Data lineage is essential to data governance—including regulatory compliance, data quality, data privacy and security. It’s also vital for data analytics and data science. The ability to map and verify how data has been accessed and changed is critical for data transparency. It helps in generating a detailed record of where specific data originated. It also shows how data has been changed, impacted and used. Data lineage also makes it easier to respond to audit and reporting inquiries for regulatory compliance. It also helps increase security posture by enabling organizations to track and identify potential risks in data flows.

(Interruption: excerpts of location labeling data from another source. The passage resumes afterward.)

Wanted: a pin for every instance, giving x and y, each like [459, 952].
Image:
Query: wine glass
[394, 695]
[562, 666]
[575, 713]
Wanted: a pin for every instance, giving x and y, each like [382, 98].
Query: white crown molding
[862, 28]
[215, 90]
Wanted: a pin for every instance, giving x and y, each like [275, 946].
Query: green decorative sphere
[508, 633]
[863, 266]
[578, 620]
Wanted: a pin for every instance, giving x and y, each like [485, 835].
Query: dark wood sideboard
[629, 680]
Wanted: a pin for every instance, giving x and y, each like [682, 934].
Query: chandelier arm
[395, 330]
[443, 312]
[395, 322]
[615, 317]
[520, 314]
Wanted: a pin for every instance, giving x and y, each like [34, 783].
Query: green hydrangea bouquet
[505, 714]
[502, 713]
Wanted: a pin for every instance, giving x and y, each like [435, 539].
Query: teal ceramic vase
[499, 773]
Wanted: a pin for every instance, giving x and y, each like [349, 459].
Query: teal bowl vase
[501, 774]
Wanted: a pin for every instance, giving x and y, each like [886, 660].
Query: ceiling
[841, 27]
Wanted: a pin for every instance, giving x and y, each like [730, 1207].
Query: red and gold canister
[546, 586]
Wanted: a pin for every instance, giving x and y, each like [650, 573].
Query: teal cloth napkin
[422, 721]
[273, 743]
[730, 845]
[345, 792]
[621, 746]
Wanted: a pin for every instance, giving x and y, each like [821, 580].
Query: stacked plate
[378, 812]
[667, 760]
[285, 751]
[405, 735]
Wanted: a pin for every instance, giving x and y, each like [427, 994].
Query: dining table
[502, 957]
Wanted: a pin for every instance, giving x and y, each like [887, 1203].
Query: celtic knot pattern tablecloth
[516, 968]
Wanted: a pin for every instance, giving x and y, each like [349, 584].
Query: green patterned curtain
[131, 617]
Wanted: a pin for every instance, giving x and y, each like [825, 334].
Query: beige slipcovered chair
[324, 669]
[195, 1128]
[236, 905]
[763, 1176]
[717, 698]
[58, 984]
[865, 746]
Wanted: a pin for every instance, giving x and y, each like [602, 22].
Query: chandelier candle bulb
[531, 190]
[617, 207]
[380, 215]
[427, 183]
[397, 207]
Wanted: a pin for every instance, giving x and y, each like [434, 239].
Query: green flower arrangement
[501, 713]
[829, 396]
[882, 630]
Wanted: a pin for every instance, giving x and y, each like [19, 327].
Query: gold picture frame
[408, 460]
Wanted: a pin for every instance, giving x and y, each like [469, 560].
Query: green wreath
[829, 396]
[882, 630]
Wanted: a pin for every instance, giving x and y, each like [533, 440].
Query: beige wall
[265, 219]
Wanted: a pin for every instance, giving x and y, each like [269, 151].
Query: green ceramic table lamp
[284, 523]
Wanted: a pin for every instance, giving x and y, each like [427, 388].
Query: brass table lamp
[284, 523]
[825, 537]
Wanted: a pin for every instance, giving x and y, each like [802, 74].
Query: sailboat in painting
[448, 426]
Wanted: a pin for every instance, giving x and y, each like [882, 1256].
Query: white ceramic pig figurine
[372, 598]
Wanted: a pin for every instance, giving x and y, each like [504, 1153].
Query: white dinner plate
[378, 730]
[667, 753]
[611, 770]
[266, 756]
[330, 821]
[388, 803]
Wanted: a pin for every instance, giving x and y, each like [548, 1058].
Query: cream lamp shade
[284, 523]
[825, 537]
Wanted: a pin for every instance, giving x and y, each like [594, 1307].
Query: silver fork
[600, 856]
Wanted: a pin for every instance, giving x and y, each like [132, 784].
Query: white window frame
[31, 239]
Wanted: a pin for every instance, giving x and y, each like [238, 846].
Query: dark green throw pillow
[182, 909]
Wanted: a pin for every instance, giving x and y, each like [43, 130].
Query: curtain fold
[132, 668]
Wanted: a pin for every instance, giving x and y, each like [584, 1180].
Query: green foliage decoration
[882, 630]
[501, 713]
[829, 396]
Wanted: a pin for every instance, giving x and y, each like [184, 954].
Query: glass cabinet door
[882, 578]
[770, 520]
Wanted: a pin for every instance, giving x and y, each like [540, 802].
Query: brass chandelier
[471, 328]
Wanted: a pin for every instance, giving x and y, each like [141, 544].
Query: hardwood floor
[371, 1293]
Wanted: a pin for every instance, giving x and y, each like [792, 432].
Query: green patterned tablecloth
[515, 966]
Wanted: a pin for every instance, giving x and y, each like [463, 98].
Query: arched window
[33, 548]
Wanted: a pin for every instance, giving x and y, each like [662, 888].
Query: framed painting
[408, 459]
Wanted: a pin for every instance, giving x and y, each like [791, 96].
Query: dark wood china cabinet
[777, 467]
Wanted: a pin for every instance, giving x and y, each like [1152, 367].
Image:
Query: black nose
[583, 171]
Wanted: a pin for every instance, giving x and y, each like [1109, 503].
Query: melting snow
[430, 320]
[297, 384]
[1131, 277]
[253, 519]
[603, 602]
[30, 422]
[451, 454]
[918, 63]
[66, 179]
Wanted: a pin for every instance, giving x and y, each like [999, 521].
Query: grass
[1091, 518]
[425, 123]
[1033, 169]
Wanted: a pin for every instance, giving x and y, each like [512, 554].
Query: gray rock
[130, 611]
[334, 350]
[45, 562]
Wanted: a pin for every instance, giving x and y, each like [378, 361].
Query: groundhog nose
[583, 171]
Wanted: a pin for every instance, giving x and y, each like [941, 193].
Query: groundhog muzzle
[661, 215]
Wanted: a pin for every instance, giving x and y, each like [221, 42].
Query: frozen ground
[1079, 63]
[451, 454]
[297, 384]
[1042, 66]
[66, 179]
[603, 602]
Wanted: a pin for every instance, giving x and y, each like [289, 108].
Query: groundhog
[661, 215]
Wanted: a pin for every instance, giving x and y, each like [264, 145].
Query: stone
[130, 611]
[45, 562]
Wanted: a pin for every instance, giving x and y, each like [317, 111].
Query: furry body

Data lineage helps organizations take a proactive approach to identifying and fixing gaps in data required for business applications. This is particularly useful for data analytics and customer experience programs. Collecting sensitive data exposes organizations to regulatory scrutiny and business abuses. Data lineage shows how sensitive data and other business-critical data flows throughout your organization. This way you can ensure that you have proper policy alignment to the controls in place.
For IT operations, data lineage helps visualize the impact of data changes on downstream analytics and applications. It also helps to understand the risk of changes to business processes. And it enables you to take a more proactive approach to change management. It also drives operational efficiency by cutting down time-consuming manual processes and enables cost reduction by eliminating duplicate data and data silos.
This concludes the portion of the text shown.